Volkswagen (VLKAY) CEO Resigns Due to Emissions Scandal
Shares of Volkswagen Group (VLKAY) were trading down -0.51 or -1.88 percent to $26.59 per share in Thursday’s premarket after the company’s Chief Executive Officer resigned yesterday amid a scandal that involved cheating on emissions readings in the company’s diesel engines. Volkswagen stock closed at $27.10 per share, up +1.66 or +6.53 percent in Wednesday’s regular trading session.
The Volkswagen Group currently sells passenger vehicles under the Audi, Bugatti, Bentley, Porsche, Lamborghini, Skoda and SEAT brands and motorcycles under the Ducati brand, in addition to the Volkswagen name. The company has maintained the largest market share for automobiles in Europe for the past twenty years and was responsible for producing 10.1 million vehicles in 2014. Volkswagen operates in 150 countries and has 100 production plants in 27 countries.
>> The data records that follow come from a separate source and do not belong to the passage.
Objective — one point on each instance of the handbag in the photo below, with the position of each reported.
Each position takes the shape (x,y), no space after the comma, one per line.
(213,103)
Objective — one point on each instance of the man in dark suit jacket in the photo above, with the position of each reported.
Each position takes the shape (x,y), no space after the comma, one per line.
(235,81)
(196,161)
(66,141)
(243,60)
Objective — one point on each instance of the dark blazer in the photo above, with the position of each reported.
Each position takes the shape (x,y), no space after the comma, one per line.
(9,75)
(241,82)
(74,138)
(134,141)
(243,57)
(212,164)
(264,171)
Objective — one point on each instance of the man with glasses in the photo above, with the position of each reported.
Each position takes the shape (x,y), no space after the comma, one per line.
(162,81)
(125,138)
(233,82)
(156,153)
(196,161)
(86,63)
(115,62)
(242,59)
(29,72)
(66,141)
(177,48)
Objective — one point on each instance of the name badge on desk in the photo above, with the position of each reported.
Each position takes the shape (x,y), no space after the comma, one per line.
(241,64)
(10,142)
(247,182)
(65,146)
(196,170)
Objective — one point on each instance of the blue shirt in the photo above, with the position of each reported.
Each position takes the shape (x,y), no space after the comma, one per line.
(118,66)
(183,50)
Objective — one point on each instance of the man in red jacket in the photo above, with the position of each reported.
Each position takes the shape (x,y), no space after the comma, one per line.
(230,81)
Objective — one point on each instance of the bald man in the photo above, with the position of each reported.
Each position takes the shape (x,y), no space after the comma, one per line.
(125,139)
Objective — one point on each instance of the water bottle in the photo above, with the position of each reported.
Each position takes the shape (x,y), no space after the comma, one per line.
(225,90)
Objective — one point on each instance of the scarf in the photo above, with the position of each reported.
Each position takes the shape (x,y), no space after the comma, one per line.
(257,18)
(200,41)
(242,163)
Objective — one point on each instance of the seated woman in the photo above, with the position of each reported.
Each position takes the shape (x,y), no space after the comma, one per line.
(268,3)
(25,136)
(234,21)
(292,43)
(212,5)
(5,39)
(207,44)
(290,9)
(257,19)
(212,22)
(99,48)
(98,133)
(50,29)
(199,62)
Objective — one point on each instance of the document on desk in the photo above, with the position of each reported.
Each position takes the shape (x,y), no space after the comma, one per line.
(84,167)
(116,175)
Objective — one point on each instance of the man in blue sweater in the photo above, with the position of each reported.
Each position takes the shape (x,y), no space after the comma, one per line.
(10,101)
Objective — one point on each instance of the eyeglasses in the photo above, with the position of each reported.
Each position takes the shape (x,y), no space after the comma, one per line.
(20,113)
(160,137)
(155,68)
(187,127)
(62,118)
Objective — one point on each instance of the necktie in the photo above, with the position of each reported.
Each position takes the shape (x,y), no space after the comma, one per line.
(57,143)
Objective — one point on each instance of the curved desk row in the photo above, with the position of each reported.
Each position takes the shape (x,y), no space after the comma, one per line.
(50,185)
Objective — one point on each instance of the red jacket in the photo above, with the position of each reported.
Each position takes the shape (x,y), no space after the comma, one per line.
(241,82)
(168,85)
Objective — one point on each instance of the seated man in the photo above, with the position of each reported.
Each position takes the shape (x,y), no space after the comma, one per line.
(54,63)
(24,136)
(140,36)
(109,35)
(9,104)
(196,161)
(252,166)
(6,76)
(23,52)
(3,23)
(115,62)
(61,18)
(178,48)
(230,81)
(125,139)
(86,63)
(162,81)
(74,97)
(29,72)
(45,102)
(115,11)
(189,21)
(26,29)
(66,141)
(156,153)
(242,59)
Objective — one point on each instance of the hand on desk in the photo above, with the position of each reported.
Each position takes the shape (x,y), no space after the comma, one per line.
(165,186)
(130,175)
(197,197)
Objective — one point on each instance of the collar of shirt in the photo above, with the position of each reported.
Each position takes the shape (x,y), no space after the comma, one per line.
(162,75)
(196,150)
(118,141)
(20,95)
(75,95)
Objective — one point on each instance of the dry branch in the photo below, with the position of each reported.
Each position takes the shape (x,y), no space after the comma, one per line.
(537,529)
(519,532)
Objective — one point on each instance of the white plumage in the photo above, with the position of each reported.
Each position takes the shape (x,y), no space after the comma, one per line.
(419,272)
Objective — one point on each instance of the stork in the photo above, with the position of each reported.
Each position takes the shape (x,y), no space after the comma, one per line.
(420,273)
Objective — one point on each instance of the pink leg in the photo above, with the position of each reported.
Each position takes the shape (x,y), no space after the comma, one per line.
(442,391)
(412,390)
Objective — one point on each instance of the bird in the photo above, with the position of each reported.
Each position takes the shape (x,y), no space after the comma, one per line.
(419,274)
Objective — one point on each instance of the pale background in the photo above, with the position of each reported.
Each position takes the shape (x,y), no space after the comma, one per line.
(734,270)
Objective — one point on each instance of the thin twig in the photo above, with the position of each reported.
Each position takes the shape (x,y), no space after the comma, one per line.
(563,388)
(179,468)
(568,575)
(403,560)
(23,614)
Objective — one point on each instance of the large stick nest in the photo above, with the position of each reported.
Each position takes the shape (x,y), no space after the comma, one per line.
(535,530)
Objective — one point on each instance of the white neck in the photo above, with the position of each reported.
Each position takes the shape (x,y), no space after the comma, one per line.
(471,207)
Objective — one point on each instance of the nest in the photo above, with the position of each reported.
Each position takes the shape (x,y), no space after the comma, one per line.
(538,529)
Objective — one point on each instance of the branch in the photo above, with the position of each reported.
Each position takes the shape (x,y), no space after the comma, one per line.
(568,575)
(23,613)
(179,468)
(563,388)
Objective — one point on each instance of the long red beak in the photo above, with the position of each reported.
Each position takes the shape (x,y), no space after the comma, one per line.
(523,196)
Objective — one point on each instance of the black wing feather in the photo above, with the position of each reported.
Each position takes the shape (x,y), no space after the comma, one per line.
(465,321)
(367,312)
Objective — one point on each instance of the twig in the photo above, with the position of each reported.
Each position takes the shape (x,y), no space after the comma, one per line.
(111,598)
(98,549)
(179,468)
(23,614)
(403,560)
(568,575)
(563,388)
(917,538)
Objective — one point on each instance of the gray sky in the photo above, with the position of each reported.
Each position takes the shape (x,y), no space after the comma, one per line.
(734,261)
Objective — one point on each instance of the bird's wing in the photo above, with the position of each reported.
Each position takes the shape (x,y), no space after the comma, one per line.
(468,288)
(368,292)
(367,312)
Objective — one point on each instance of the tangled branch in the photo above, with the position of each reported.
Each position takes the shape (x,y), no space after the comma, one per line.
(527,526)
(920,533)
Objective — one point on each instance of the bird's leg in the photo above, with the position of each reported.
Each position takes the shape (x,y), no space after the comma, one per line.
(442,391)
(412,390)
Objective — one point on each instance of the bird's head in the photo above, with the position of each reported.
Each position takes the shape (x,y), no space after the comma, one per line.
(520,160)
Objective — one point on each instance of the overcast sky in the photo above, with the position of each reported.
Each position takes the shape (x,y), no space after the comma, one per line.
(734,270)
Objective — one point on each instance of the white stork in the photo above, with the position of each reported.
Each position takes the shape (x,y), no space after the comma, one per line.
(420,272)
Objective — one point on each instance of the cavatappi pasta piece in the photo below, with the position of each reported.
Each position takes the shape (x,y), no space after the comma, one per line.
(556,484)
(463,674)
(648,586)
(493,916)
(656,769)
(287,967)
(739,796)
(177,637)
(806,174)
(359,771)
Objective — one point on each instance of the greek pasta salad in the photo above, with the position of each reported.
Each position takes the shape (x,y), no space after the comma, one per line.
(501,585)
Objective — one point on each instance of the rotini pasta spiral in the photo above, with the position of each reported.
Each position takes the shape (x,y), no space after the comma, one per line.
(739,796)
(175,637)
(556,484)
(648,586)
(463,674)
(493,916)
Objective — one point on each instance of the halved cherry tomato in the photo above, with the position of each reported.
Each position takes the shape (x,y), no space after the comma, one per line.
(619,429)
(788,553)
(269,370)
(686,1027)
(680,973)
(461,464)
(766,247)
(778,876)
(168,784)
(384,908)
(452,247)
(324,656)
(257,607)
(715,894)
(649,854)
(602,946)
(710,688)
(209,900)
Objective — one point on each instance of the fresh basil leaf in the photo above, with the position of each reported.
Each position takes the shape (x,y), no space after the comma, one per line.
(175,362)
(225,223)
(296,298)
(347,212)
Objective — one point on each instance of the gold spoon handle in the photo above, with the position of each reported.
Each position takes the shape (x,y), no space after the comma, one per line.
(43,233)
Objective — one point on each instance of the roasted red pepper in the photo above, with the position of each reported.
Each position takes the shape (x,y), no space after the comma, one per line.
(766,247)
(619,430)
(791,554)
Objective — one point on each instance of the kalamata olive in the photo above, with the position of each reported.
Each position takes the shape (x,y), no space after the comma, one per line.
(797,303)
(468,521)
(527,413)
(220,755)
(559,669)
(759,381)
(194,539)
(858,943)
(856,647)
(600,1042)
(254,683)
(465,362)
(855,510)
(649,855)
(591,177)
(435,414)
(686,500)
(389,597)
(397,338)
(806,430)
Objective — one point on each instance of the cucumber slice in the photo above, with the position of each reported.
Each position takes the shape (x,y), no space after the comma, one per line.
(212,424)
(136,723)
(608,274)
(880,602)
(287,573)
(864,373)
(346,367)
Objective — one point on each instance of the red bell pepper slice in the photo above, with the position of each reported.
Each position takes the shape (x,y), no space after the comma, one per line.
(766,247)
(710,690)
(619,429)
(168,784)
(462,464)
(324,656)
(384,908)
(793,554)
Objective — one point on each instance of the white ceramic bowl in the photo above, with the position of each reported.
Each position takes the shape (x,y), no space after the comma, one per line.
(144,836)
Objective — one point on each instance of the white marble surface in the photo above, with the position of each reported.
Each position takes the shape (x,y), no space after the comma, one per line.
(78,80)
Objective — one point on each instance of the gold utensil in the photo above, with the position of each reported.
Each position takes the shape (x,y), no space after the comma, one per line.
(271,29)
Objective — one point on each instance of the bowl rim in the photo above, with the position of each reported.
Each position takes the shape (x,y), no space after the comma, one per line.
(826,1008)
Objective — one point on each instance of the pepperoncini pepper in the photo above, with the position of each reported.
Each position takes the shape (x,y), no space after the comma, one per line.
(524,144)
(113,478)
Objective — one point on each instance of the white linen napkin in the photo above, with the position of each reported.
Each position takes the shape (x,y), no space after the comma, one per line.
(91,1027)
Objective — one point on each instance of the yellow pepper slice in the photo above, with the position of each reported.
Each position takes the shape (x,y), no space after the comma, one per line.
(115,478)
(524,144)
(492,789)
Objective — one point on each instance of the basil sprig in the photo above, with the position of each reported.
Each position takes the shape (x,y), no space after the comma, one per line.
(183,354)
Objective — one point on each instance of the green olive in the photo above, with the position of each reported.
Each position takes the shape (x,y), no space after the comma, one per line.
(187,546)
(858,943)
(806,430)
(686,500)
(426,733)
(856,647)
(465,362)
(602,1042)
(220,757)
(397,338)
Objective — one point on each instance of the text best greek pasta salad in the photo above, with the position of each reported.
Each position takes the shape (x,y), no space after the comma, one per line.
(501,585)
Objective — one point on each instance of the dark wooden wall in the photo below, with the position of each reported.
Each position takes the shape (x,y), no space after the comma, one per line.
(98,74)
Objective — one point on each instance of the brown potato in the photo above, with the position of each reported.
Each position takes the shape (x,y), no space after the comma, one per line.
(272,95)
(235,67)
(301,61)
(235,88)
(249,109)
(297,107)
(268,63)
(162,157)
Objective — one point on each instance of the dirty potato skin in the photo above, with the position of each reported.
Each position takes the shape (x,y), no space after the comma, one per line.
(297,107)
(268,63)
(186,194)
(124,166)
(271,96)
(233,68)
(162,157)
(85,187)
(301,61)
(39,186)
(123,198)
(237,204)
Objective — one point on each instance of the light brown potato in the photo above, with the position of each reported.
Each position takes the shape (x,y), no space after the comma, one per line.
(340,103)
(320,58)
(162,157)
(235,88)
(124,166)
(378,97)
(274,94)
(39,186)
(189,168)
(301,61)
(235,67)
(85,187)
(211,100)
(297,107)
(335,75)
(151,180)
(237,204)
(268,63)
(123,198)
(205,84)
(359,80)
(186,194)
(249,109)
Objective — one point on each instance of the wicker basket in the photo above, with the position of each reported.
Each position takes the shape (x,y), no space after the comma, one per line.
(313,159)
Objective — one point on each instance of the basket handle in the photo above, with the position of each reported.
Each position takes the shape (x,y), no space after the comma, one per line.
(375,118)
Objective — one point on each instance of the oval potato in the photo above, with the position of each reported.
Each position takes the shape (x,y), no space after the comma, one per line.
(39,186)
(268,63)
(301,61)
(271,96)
Martin Winterkorn, who has been at the helm of the company since 2007, tendered his resignation after the company admitted last week that it had equipped some of its Audi and Volkswagen diesel cars with software that manipulated results of routine emissions tests. The U.S. Environmental Protection Agency disclosed the news last Friday.
In a statement released yesterday, Mr. Winterkorn noted that, “I am shocked by the events of the past few days. Above all, I am stunned that misconduct on such a scale was possible in the Volkswagen Group. As CEO I accept responsibility for the irregularities that have been found in diesel engines and have therefore requested the Supervisory Board to agree on terminating my function as CEO of the Volkswagen Group. I am doing this in the interests of the company even though I am not aware of any wrong doing on my part. Volkswagen needs a fresh start – also in terms of personnel. I am clearing the way for this fresh start with my resignation.”
Volkswagen said on Tuesday that as many as 11 million vehicles worldwide could be equipped with the software but was unclear as to whether the software could deceive emissions regulators in other countries. The software reportedly sensed when the car was being tested for emissions, reducing emissions during the test but then increasing emissions above legal limits during normal driving. This would improve the car’s performance and possibly save on gasoline consumption.
The company’s executive committee of the supervisory board has yet to name a successor, however, the German press is speculating on three potential candidates. The candidates include Mathias Miller, in charge of the Porsche division, Rupert Stadler, head of the Audi division and, outside of the company, Wolfgang Bernhard who heads up the truck division at Daimler.
Shares of Volkswagen were hit hard after the Obama administration told the company to recall a half million vehicles on Friday. The stock gained almost seven percent yesterday but is still down significantly from its Friday closing price.